Officials with the Maricopa County Attorney’s Office cited a “disturbing pattern of excessive charging and a failure to review available evidence” in five cases from 2020, according to a letter to Sponsel dated June 6 and obtained by The Arizona Republic.

According to documents, Sponsel displayed incompetence, inefficiency, and neglect of duty.

“Your actions in these cases have undermined public confidence in the criminal justice system. You failed to exercise sound judgement in these matters, and you failed to perform your essential duties to this office and this community,” officials wrote in the letter. “For all these reasons, it is my intention to dismiss you from your position.”

Chief Deputy Paul Ahler signed the letter, noting it was not a decision made “lightly.”

“Your evaluations over your years at MCAO reflect a skilled prosecutor and your work has held many violent offenders accountable,” he wrote. “Unfortunately, we have now discovered a continuing pattern of deficient performance.”

The letter also cites a meeting scheduled for June 14 for Sponsel to present an “explanation of the reasons why the proposed dismissal is not appropriate.”

Sponsel has been on administrative leave since March 2, 2021.

In August 2021, Sponsel filed a $10 million claim against her employer for defamation and damages.

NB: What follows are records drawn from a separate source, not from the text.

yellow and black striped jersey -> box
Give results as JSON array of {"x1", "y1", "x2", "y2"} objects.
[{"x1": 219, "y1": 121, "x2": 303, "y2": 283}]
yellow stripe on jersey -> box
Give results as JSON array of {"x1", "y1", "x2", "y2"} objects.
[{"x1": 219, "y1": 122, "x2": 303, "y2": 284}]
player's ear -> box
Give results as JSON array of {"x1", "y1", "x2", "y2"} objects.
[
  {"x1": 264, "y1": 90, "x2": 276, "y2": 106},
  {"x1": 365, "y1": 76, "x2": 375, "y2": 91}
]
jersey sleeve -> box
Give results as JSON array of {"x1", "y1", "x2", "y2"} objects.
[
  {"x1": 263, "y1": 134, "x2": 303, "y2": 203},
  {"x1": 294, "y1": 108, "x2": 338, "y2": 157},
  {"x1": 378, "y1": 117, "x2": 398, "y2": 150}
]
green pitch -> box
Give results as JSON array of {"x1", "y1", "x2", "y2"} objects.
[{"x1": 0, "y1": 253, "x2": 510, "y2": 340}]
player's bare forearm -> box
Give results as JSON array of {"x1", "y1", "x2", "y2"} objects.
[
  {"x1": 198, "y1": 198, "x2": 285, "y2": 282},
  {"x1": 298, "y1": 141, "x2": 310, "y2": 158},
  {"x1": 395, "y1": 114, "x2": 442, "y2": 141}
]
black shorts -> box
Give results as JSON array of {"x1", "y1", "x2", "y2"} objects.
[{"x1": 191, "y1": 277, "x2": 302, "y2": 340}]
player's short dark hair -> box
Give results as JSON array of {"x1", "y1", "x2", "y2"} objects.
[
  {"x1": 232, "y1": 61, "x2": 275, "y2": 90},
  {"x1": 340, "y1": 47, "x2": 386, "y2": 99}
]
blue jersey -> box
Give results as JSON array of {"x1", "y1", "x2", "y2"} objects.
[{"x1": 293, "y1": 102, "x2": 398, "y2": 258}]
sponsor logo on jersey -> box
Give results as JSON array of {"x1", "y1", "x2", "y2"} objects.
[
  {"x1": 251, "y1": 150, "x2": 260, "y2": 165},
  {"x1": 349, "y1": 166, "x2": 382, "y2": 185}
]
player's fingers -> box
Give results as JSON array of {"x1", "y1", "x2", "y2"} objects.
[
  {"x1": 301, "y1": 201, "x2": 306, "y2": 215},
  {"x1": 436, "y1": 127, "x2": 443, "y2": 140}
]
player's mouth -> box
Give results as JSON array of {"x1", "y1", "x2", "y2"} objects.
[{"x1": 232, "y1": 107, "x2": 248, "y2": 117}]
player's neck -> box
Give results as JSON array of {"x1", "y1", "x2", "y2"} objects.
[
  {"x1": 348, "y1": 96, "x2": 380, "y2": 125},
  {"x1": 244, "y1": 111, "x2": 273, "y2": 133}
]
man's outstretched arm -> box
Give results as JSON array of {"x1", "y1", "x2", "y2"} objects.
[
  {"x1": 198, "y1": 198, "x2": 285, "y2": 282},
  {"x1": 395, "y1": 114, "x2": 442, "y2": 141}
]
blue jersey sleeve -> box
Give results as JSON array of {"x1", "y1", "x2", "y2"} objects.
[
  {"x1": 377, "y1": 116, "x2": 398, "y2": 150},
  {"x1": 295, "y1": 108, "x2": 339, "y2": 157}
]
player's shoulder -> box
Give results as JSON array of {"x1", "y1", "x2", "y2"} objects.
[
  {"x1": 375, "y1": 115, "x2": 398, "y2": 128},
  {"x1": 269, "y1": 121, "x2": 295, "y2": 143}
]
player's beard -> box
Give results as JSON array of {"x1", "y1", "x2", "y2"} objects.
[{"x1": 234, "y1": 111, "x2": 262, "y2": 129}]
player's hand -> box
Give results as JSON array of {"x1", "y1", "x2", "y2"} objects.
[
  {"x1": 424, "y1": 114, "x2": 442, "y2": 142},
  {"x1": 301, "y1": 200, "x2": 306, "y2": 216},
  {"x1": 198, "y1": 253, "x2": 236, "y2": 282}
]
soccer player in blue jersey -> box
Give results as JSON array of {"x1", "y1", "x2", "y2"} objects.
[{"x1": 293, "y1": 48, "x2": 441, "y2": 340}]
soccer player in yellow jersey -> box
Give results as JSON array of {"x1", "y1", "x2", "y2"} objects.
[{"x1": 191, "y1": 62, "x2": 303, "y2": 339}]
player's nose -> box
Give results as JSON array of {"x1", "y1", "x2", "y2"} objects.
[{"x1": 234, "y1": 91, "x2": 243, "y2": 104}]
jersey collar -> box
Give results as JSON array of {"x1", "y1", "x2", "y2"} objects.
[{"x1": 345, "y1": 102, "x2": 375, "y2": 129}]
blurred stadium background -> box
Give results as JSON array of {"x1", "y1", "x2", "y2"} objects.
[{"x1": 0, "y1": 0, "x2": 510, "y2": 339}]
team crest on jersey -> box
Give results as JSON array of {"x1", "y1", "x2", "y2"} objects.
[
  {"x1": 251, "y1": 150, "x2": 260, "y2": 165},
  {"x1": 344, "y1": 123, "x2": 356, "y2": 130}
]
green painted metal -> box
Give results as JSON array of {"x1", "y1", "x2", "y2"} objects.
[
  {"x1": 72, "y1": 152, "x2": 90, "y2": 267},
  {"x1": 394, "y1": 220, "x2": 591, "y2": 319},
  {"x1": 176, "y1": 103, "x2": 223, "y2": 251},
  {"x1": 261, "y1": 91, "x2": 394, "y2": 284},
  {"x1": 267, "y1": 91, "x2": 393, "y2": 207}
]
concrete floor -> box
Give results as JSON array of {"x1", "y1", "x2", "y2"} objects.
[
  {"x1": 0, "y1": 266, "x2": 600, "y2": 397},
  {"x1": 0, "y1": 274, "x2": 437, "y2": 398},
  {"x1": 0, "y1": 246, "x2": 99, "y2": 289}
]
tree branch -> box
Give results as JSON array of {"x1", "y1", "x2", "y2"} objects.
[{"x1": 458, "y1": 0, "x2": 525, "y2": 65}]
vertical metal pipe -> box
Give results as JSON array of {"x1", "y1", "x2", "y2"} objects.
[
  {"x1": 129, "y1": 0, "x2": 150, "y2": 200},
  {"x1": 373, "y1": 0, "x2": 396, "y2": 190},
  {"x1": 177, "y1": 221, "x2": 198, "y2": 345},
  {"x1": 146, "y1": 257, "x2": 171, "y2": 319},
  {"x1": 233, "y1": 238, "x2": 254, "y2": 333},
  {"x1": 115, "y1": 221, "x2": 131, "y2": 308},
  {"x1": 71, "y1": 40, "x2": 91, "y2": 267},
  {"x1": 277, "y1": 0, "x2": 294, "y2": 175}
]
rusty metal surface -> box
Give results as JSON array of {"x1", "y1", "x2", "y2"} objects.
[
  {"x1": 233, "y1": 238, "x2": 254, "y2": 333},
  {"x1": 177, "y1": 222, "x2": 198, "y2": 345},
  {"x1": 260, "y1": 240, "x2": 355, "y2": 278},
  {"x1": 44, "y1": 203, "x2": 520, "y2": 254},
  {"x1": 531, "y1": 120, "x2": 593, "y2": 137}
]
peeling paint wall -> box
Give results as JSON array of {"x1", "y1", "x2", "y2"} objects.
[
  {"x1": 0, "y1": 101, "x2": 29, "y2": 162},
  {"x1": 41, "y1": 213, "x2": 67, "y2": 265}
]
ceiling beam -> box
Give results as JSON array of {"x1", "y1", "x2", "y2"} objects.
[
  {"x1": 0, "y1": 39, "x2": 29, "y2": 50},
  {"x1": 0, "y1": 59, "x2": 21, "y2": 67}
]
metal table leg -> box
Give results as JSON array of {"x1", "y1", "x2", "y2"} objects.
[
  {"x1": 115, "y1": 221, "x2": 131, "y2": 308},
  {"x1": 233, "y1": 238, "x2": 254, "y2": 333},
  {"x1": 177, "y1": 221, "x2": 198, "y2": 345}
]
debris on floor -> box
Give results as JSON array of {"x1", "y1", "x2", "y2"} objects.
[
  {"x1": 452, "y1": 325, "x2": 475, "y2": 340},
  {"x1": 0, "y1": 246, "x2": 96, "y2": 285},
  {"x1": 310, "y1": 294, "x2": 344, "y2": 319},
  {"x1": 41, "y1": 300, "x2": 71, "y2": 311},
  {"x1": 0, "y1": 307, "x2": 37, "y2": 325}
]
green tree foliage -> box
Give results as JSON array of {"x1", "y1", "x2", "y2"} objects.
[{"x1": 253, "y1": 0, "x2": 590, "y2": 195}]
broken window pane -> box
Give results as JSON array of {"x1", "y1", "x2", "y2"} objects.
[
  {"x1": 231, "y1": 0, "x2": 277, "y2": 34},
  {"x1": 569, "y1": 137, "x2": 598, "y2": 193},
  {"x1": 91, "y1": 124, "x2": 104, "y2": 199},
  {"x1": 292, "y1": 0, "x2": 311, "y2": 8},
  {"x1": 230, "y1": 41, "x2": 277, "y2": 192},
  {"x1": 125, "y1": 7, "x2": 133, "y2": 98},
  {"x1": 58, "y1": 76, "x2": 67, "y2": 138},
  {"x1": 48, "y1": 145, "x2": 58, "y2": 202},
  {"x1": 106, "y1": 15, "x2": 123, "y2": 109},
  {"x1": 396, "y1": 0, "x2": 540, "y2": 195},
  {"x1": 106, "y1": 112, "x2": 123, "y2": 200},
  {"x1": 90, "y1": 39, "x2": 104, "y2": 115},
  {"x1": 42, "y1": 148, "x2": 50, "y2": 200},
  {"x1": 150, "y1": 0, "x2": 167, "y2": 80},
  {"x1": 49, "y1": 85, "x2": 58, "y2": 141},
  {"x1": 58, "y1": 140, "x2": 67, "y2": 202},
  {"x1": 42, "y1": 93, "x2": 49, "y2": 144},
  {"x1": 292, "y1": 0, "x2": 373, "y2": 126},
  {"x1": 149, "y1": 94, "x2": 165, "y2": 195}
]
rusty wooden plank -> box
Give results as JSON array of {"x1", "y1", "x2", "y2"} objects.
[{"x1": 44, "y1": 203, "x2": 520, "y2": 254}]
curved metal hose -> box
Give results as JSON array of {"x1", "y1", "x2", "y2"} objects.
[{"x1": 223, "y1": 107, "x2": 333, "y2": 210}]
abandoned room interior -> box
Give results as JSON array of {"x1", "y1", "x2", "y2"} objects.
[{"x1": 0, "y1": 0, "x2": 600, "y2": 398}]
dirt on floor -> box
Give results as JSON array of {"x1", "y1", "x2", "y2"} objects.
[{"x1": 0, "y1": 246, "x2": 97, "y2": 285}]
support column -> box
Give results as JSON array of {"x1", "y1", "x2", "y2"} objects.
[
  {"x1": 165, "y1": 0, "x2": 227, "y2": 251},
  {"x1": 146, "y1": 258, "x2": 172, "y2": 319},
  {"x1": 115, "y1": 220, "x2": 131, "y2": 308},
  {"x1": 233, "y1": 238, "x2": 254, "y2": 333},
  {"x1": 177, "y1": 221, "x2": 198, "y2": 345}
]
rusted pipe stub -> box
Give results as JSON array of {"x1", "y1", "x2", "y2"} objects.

She alleges in the lawsuit that now-deceased Maricopa County Attorney Allister Adel was aware of the gang-related charges that Sponsel was pursuing and that Adel used her as a “scapegoat” to protect her political career once public opinion toward the charges turned sour.

According to the Maricopa County Attorney’s Office, the process for termination is as follows:

  • Intent to terminate letter.

  • Predetermination hearing as referenced in letter.

  • Final determination of termination.

  • Should the final decision be termination, the employee may appeal the decision.

The office declined to comment further, saying it was a personnel issue.

Lawsuit allegations: When did Phoenix police chief know about gang charges?